Rechtsextreme erteilen Musikunterricht

Ungestört startet die NPD ihre Wahlkampfaktion „Schulhof-CD“ vor einem Oberstufenzentrum im brandenburgischen Fürstenwalde. Der Schulleiter reagiert hilflos, rechtliche Möglichkeiten hat er nicht. Die Rechten haben die Grenzen ausgelotet

AUS FÜRSTENWALDE ASTRID GEISLER

So sieht also die „Wand des Widerstandes“ aus, die der NPD von der Brandenburger Landesregierung angedroht worden war: Schulleiter Joachim Schenk tritt vor die Pforte des Oberstufenzentrums Fürstenwalde, sieht sich den Spuk an und sagt erst mal nichts.

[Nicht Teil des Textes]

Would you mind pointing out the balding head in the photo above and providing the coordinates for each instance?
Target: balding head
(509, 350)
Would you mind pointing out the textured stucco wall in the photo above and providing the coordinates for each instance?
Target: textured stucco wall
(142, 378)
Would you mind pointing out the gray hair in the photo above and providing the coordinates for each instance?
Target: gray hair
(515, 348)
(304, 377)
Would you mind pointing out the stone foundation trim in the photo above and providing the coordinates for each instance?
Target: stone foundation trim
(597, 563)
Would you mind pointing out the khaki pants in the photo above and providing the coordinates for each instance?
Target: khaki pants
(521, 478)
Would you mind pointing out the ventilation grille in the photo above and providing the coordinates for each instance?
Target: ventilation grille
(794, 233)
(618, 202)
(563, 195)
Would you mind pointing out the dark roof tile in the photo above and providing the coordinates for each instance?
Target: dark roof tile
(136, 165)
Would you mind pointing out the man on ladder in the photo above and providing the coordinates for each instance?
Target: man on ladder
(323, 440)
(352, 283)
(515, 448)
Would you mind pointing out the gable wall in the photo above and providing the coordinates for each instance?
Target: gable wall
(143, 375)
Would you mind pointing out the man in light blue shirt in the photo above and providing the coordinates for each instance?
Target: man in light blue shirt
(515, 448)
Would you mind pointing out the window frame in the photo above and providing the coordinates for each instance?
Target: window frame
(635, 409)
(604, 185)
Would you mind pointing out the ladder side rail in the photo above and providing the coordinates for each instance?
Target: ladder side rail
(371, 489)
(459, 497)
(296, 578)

Schließlich geht er auf den Mann zu, der am Rande des Parkplatzes vor Unterrichtsbeginn mit jungen Helfern CDs und Werbezettel verteilt: „Was machen Sie hier?“

„Das ist eine Wahlkampfveranstaltung für Erstwähler“, antwortet Klaus Beier, hauptberuflich Parteisprecher der NPD und örtlicher Direktkandidat. Eine saubere Untertreibung. Als Chefpropagandist der Rechtsextremisten will Beier an diesem Morgen vor einem der größten Oberstufenzentren Brandenburgs den Start der bundesweiten Wahlkampfaktion „Schulhof-CD“ zelebrieren. Der Direktor lässt ihn machen. An Laternenmasten werben schon länger NPD-Plakate für „Inländer-freundliche Politik“. Keiner hat sie beschmiert.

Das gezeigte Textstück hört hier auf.